Tanto es así que hoy Estados, corporaciones y organismos internacionales producen a diario matanzas que las leyes no prohíben, sino que amparan legalmente. Según Hinkelammert, el derecho moderno habría producido básicamente dos principios de la justicia moderna, éticamente perversos y moralmente injustos: el no perdón de las deudas y la idea del salario justo. Como bien nos recuerda con una cita de Bertolt Brecht, se puede matar de muchas maneras, como, por ejemplo, exigiendo el pago de deudas impagables, o, si no, con la regulación de salarios miserables como “justos”.
Hinkelammert nos recuerda cómo Marx era consciente de este asesinato fundante como asesinato del hermano, con una reflexión en torno de la cita de Horacio al final del capítulo XXIII del tomo I de El capital. Pero va más allá cuando, a partir de esta reflexión, muestra cómo este asesinato desemboca en el suicidio. De ahí su afirmación de que el asesinato en última instancia es suicidio.

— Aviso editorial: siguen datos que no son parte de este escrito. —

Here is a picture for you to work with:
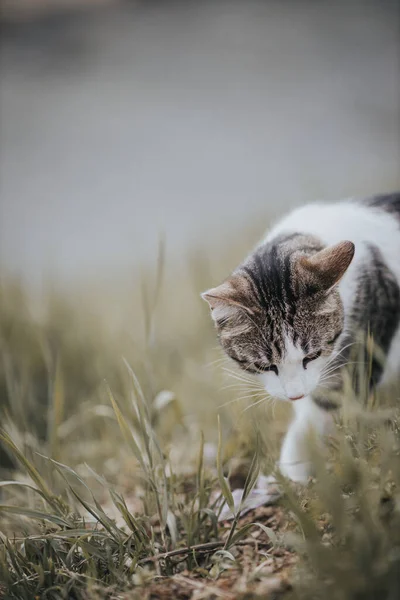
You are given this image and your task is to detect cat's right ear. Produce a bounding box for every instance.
[300,240,355,292]
[201,279,254,321]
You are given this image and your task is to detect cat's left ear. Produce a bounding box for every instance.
[300,241,355,292]
[201,275,254,321]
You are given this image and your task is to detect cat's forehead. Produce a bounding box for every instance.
[283,334,305,364]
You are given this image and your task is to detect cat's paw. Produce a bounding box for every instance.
[218,475,282,521]
[277,462,312,485]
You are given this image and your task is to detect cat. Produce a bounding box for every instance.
[202,193,400,492]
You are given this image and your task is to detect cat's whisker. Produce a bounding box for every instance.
[242,396,269,412]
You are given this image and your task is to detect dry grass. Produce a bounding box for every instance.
[0,227,400,600]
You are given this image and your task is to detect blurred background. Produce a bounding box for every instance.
[0,0,400,284]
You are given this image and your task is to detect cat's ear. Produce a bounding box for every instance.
[300,241,355,291]
[201,275,254,321]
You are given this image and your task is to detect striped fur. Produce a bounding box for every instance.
[203,193,400,481]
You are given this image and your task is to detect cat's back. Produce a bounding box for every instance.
[265,193,400,281]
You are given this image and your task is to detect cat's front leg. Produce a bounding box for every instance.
[277,397,333,483]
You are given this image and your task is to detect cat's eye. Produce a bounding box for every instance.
[303,350,321,369]
[254,363,279,375]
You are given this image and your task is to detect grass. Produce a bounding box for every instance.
[0,232,400,600]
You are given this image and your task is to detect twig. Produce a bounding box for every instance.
[137,540,272,565]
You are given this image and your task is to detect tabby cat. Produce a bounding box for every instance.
[202,193,400,482]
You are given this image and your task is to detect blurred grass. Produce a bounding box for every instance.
[0,230,400,600]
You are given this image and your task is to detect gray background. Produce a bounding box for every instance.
[0,0,400,281]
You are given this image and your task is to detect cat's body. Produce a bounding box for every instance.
[203,194,400,481]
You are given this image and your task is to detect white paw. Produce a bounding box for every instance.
[277,462,312,484]
[218,475,282,521]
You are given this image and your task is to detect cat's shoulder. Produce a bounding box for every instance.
[265,197,400,244]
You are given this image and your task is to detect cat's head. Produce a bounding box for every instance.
[202,236,354,400]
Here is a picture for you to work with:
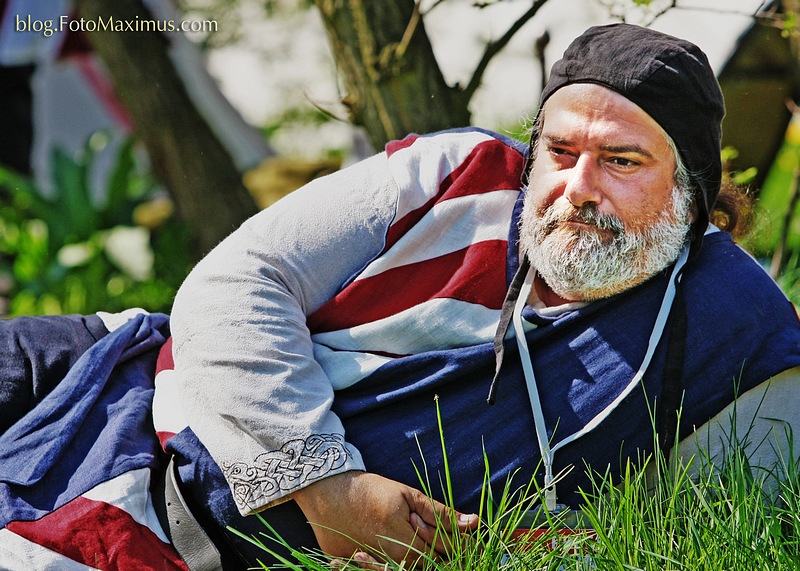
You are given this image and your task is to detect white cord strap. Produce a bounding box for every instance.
[512,246,689,511]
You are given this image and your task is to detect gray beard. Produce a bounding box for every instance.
[520,186,692,301]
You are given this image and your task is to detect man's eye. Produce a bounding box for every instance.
[609,157,638,167]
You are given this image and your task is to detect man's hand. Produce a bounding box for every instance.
[292,471,478,563]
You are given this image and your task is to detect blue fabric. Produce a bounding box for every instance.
[334,233,800,511]
[0,315,108,434]
[0,314,168,527]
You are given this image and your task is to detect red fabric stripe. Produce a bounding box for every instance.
[7,497,188,571]
[156,430,175,452]
[156,337,175,375]
[308,240,507,333]
[384,139,525,251]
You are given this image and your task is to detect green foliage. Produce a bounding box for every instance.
[234,398,800,571]
[0,134,189,316]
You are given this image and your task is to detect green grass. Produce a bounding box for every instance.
[233,404,800,571]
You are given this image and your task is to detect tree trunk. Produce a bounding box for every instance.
[76,0,257,257]
[315,0,470,149]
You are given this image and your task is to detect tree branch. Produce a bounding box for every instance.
[464,0,547,100]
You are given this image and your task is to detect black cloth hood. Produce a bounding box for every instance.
[525,24,725,241]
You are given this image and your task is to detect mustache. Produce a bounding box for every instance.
[541,202,625,236]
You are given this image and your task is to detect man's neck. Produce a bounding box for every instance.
[528,274,575,307]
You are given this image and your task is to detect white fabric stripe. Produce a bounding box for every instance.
[83,468,169,543]
[0,529,97,571]
[356,190,519,281]
[389,132,493,221]
[314,343,394,391]
[153,369,189,434]
[311,298,500,355]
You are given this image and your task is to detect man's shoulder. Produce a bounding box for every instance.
[684,232,797,323]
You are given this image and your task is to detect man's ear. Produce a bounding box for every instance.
[689,198,699,224]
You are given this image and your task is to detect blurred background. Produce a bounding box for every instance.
[0,0,800,317]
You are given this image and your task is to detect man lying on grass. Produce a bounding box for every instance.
[162,25,800,559]
[0,24,800,569]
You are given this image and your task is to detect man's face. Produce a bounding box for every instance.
[520,84,690,301]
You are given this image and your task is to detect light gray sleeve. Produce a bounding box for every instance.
[171,154,404,515]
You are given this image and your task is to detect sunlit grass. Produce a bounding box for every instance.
[233,400,800,571]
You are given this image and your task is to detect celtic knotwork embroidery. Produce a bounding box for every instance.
[222,434,349,508]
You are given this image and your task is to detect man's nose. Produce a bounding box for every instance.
[564,155,603,208]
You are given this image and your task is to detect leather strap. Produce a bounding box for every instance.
[153,458,222,571]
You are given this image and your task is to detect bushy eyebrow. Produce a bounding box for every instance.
[600,144,653,159]
[542,135,653,159]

A partir de esta reflexión, ahora el pensamiento crítico puede devenir más radical si es que devela que la fuerza de este crimen radica en la concepción que de ley ha producido el derecho moderno, el cual ha formalizado jurídicamente esta racionalidad de la muerte. Es por ello que la crítica ahora lo es cuando critica esta forma de irracionalidad en la racionalidad moderna, pero desde otro criterio, que Hinkelammert resume en: Yo soy, si tú eres. El tú ya no es sólo otro ser humano, sino también la naturaleza, reconocida ahora en su dignidad.